Two cups of coffee in the morning light
Two cups of coffee in the morning light · Photos via Unsplash
Quick answer

The Three Good Things method is a nightly gratitude practice: write down three things that went well that day and, for each, a short note on why it happened. It takes about two minutes and works by training attention toward what's going right. In a well-known study it was linked to higher well-being over several months (Seligman et al., 2005). It's a personal-growth practice, not therapy or a promise of results.

Who it's for

The Daily-Practice Builder

You're building a small, repeatable daily ritual and a streak worth keeping.

Best moment to use it

Evening wind-down

Best before bed, to close the day and name tomorrow's smallest step.

What the method is

Three Good Things — sometimes called 'What Went Well' — is one of the most studied gratitude exercises. Each night you write three things that went well during the day, and beside each one, a brief note on why it went well or what your role in it was.

The 'why' is the part people skip, and it's the part that matters. Naming the cause turns a passing good moment into something you notice you can influence, rather than luck that happened to you.

How to do it (copy this)

Do it at the end of the day, in about two minutes:

  • Good thing 1: [what happened] — why: [your role or the cause].
  • Good thing 2: [what happened] — why: [your role or the cause].
  • Good thing 3: [what happened] — why: [your role or the cause].
  • Keep them small: a good coffee, a kind message, a task finished all count.

Why it works (and what to expect)

The brain leans toward noticing threats and gaps; deliberately recording what went well helps balance that. In Seligman and colleagues' research, people who did this exercise for a week reported higher happiness and lower depressive symptoms that lasted for months (Seligman et al., 2005) — though results vary and it isn't a treatment.

In Souluma, Three Good Things fits naturally into the daily gratitude check-in, next to your affirmation and journal. It's a reflection practice, not medical care — if you're struggling, please reach out to a professional.

Turn this into practice

Try it tonight — log three things that went well and why.

Write today's three

Souluma is a personal-growth and reflection practice — not therapy, medical, or financial advice, and it doesn't promise specific results.

FAQ

Common Questions

How is Three Good Things different from a gratitude journal?

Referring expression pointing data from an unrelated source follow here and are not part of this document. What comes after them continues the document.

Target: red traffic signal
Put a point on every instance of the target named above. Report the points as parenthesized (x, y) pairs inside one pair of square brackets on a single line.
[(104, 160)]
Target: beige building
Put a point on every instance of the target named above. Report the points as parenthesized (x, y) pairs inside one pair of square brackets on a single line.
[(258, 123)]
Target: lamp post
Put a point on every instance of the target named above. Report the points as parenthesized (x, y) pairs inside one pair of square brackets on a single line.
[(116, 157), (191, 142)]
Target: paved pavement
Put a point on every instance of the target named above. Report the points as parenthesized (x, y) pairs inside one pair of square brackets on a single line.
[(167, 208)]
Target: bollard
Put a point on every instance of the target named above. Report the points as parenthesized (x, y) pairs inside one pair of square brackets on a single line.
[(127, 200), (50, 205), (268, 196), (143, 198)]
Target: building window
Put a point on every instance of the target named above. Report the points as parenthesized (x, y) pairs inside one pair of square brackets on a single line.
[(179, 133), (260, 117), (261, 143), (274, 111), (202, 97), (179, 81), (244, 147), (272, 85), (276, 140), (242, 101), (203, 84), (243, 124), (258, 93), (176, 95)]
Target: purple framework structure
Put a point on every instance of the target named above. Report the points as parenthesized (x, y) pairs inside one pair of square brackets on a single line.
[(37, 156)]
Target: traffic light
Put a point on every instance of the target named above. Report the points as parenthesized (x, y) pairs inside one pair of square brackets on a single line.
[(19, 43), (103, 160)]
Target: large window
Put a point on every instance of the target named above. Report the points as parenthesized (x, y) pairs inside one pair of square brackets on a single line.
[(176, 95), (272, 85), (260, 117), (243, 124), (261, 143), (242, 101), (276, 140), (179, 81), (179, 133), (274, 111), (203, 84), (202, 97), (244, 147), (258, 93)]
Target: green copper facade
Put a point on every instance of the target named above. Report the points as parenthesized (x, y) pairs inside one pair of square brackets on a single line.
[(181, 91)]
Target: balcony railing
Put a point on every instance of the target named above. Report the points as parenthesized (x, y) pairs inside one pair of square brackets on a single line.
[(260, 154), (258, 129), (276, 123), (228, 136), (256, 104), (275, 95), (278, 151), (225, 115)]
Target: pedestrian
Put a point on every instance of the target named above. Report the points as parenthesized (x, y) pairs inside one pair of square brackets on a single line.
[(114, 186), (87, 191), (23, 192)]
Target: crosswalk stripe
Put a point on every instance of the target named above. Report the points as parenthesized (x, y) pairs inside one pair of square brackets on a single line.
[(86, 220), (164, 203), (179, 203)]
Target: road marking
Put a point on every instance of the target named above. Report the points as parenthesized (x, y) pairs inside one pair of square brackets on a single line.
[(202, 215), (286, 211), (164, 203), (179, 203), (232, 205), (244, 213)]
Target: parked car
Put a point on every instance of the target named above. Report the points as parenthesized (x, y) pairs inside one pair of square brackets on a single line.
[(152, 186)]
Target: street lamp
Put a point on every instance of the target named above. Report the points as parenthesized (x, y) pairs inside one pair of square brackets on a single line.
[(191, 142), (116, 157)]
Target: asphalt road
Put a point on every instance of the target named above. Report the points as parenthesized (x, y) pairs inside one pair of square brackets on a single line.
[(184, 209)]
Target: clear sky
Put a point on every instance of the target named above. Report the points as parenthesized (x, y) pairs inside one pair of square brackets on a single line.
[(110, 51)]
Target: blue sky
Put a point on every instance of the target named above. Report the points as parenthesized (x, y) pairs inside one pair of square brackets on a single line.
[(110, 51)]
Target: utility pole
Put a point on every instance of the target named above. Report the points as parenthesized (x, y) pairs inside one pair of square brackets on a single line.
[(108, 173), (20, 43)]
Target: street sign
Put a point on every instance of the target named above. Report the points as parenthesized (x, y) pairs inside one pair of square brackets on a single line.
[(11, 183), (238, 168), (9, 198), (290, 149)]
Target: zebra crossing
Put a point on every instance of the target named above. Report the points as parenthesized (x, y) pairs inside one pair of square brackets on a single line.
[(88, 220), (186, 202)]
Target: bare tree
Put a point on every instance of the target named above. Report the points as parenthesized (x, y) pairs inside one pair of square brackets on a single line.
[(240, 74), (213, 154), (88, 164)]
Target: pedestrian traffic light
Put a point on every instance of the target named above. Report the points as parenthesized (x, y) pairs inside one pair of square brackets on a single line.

It's a specific, structured version of gratitude journaling: exactly three things that went well, each with a 'why'. The fixed format and the causal note are what make it easy to keep and a little more powerful than a freeform list.

When should I do it?

At night works best, so you can review the whole day. It only takes a couple of minutes, which is why it's easy to keep as an evening habit.

Does it really work?

There's real research suggesting it can lift well-being for a period of time, especially early on. It's a helpful focus practice for most people, not a guaranteed or clinical outcome.